Tool for importing csv data into the SSP database. Uses groovy.Sql and writes directly to the database. Updates and Inserts are supported. Currently, only atomic insertion is supported. Validation is through the use of bean annotations.
High-level workflow:
This program inserts data from csv files into a database. Csv file has some latitude in parsing including whitespace, separator, quote, escape as well as ignore lines. Csv files to be processed are placed in a folder. Periodically, the program should be run to determine if the files in the input folder have not been modified for a period of time (lag-time-min). Files are transferred to a process folder and processed.
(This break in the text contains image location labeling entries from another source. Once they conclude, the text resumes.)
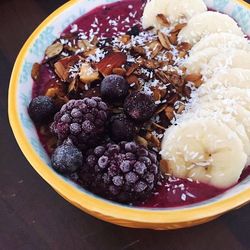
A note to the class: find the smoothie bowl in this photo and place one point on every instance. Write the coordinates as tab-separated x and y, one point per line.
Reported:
137	113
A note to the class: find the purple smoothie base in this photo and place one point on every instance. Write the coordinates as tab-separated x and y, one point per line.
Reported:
173	192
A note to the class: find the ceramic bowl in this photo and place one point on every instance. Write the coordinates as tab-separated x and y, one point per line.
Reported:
26	136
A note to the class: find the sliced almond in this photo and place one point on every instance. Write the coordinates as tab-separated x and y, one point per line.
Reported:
164	40
178	27
35	71
184	46
125	39
193	77
119	71
88	74
151	64
139	50
173	38
164	166
54	50
84	44
131	69
169	112
162	20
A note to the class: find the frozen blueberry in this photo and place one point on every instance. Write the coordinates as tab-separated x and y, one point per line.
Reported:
41	109
66	159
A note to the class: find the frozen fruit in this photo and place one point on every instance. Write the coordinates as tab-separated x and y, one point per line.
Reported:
41	109
124	172
122	128
67	159
83	121
139	106
114	88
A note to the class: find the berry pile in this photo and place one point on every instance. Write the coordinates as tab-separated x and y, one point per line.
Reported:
124	172
96	147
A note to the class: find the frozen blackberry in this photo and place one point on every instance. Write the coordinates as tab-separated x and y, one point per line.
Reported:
124	172
41	109
122	128
66	159
114	88
139	106
83	121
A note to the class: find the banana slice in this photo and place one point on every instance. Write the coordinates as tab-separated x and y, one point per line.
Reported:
235	58
235	77
228	112
151	10
207	23
221	41
205	150
197	61
205	94
175	11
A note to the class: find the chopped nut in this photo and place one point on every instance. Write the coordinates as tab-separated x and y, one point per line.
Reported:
131	69
158	126
178	27
119	71
173	38
73	86
169	112
94	40
35	71
111	61
155	48
54	50
162	108
125	39
157	94
162	76
62	66
164	40
164	166
155	141
133	80
198	83
88	74
139	50
84	44
162	20
181	109
184	46
151	64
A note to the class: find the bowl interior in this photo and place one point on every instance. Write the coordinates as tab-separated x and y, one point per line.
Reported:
34	49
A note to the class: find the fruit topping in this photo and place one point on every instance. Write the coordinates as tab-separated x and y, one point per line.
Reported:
124	172
83	121
139	106
122	128
41	109
114	88
66	158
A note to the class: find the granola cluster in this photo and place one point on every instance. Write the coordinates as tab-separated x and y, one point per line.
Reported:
148	60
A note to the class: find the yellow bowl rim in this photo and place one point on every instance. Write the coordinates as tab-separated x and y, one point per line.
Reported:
88	202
If an archive folder is supplied files are moved to the archive folder and labeled with with modified date and NOT PROCESSED if processing failed or did not occur.
Emails can be sent to notify of processing start, processing complete and any validation of other failures.
A config.groovy file is supplied that allows setting all parameters by env.
The expectation is that the program will be used as a cron job running periodically at an appropriate time.
At a minimum you'll need a Java JDK install. This process can vary widely from platform to platform, so you're on you're own for that one. This program will theoretically work on JDK 1.5+, but you'll be best served by 1.6+.
Depending on how you plan to run the application you can either install Groovy or Gradle. Gradle ships with an embedded Groovy, so you can technically avoid a standalone Groovy install if you'd like. If you just want to clone this repo and run the code with a minimum of fuss, Gradle is the way to go.
Gradle download. The latest binary distro should be fine. We've most recently tested with 1.4.
Gradle install instructions.
The rest of this doc assumes you've added Gradle's bin
directory to your PATH.
Groovy download. The latest binary distro should be fine. The app has been tested with 1.8.6 and that's the version Gradle will bundle with the binary output.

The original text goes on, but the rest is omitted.